Eine Mehrtagestour im hohen Tien Shan war das letzte Trekking und der Höhepunkt meiner Reise nach Kirgistan. Ziel sollte der Enylcheck-Gletscher im Grenzgebiet zwischen Kirgistan, Kasachstan und China sein.

Dieser Gletscher besteht aus einem nördlichen und einem südlichen Teil, der von den Schneefeldern des 7010 m hohen Khan Tengri gespeist wird. Der südliche Teil, der um die 60 km lang ist, zählt zu den weltweit größten Gletschern außerhalb der Polarregion … und dorthin sollte das Trekking führen.

  • Lage

Ziel ist ein Zeltstädtchen am Ende des südlichen Enylcheck-Gletschers, von wo aus Bergsteiger aufbrechen, um den Khan Tengri zu besteigen.
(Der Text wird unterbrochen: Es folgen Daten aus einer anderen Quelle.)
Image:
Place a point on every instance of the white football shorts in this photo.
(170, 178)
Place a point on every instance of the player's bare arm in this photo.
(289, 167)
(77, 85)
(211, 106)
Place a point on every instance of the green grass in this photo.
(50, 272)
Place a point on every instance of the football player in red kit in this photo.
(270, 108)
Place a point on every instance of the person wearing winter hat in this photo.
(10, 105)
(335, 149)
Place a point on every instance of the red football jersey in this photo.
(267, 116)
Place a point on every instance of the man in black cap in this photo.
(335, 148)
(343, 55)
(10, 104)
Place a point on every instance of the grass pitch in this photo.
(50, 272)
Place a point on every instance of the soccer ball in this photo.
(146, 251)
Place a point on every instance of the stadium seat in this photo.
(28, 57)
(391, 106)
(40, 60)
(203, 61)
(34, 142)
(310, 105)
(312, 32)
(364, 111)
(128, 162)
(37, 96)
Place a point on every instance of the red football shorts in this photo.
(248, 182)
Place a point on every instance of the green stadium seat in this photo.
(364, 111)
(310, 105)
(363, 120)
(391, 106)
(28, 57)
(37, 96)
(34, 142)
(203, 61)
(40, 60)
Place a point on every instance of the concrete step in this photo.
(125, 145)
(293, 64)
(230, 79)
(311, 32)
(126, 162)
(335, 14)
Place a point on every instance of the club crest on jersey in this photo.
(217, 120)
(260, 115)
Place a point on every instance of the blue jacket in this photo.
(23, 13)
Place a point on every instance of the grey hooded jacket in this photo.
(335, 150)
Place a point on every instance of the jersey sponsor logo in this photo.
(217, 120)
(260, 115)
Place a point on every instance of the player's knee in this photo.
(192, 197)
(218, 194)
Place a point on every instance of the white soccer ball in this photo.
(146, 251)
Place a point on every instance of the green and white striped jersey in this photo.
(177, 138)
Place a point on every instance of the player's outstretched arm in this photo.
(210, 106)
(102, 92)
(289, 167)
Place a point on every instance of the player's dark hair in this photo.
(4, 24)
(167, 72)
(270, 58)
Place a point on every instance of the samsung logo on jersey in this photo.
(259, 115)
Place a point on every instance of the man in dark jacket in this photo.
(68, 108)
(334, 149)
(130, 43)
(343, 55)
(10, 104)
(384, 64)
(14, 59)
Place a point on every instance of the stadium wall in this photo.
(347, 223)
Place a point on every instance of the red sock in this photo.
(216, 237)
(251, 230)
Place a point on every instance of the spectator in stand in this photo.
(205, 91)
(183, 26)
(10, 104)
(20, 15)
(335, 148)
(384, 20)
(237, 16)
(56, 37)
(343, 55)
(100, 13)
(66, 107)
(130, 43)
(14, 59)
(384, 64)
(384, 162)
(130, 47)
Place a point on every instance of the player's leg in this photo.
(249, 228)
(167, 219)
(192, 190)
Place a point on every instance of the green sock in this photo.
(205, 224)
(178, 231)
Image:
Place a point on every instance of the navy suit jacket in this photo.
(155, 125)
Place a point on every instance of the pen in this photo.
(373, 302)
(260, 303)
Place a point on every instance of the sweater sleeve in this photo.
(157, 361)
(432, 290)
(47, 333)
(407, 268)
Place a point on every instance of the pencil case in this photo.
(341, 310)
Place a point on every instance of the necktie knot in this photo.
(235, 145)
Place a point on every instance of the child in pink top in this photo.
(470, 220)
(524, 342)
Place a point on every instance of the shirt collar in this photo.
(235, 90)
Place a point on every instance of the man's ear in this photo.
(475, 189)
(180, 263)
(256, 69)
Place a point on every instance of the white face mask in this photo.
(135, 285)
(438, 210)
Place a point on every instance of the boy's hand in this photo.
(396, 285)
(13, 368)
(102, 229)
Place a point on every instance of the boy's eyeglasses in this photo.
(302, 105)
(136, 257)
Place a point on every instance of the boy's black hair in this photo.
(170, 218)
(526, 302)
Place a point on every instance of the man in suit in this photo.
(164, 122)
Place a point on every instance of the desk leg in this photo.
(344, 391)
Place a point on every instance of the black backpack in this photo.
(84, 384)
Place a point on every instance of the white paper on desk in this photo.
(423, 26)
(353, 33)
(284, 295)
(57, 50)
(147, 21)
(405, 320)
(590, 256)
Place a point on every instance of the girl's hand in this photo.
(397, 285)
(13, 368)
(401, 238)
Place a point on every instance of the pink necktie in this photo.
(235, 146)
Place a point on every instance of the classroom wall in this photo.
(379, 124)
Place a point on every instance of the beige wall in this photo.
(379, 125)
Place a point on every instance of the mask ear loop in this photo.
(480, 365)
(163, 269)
Dieses Gebiet liegt im Dreiländereck China, Kirgistan und Kasachstan.

  • Distanz

Auch bei dieser Tour ist eine genau Angabe zur zurückgelegten Distanz schwierig. Ich hatte kein GPS dabei und wir sind teilweise querfeldein gegangen. Ich schätze jedoch, dass wir insgesamt um die 80 km gegangen sind.

  • Dauer

Etwa 6 Tage. Wobei man in diesem Gebiet die Wanderung noch hätte ausdehnen und zum Beispiel dem Merzbacher Lake noch einen Besuch abstatten können.

  • Start und Ziel

… der Tour war jeweils Karakol. Jedoch wanderten wir nicht direkt dort los, sondern Ulan, mein Fahrer, fuhr uns noch tief in den Tien Shan hinein. Dabei kamen wir an der verlassenen Stadt Enylcheck vorbei. Diese Stadt, die in den 80er Jahren mit Unterstützung (und besonderem Interesse) der Sowjets gebaut wurde, liegt 200 km östlich von Karakol auf etwa 2000 m üNN und wurde nie bewohnt. Nie zuende gebaute Wohnhäuser, Einkaufszentren und Fabriken verfallen. Ursprünglich sollte die Stadt den Arbeitern der lokalen Zinnmine und ihren Familien ein Zuhause geben, doch mit dem Zusammenbruch der Sowjetunion wurde dieses Vorhaben aufgegeben und die Stadt vergessen.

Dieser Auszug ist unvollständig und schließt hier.